TOMS Shoes is a for profit company that incorporates giving into everything they do. For every shoes they sell, they donate a pair to a child in need in a developing country. A few months after my internship ended, I was chosen for their annual shoe drop which was conducted over a two week period where a team of TOMS employees visited remote locations throughout South Africa and delivered over 50,000 pairs of shoes to orphans and school children.
My perception of life and giving changed the minute I stepped off the plane in a completely foreign world that looked a lot different from where I had come from just 24 hours earlier. Walking along the unpaved dirt road, our group would be stopped by children asking for our clothes, water bottles, or anything else that they saw us carrying. Those two weeks changed my life. Things that had previously meant so much to me seemed insignificant now. I just could not wrap my head around how some sleep comfortably on beds while others fall asleep outside with empty stomachs.
This is how I got interested in non-profit work and decided that I only wanted to work for companies who focused on empowering people. This is where Kiva comes in. I believe the smallest gestures have the ability to change people’s lives more than we could ever imagine. Gestures don’t always have to be grand and we as a community have the ability and the responsibility to try and make someone else’s life a little better.

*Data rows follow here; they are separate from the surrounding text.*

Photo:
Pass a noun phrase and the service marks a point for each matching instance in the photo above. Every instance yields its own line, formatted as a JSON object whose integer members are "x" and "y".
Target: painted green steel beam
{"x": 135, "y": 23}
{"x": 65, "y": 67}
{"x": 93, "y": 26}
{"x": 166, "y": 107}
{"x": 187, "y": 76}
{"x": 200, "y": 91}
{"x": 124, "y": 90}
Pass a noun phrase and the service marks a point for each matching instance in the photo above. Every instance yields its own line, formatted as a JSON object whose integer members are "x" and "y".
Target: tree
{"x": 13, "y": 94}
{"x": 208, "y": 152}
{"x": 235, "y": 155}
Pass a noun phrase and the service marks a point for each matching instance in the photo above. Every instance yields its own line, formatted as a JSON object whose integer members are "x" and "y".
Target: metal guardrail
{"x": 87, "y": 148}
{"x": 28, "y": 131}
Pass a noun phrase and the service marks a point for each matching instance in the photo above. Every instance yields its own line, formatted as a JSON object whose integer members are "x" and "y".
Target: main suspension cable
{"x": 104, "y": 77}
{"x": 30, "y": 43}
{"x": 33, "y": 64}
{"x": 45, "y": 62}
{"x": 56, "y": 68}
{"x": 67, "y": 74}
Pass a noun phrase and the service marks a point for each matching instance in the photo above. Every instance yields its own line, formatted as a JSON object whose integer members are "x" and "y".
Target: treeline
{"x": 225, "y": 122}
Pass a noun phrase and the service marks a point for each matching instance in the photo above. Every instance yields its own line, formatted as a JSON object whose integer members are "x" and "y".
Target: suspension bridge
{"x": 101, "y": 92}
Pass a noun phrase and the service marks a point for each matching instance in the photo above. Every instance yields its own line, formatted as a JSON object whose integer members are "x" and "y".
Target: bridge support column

If we can start believing that we are all equal and every human life is worthy, no one will be able to stand by and ignore the world’s problems. As much as aid can help a starving community, the aid only lasts for hours, days or even weeks. Aid always runs out and I believe the only way to start to tackle the dire poverty throughout the world is to give the tools that we as citizens in developed countries receive. The chance to earn a better life through a loan.
I want to be a Kiva Fellow because I want to see the loans in action. I want to work at the field partner’s office and learn about every aspect of their operations. Every day in school I learn about development and the economics of poverty, but I want to actually experience it and see what can be done on the ground. School and textbooks can only go so far and the only way to begin to grasp poverty and the way communities can work themselves out of it, is to live there. Kiva Fellows have the ability to be part of the experience and see firsthand what can be done to make people’s lives more comfortable. Loans don’t just give capital, they give opportunities that were not there before and let people empower themselves to make a more comfortable and productive life for their families and communities.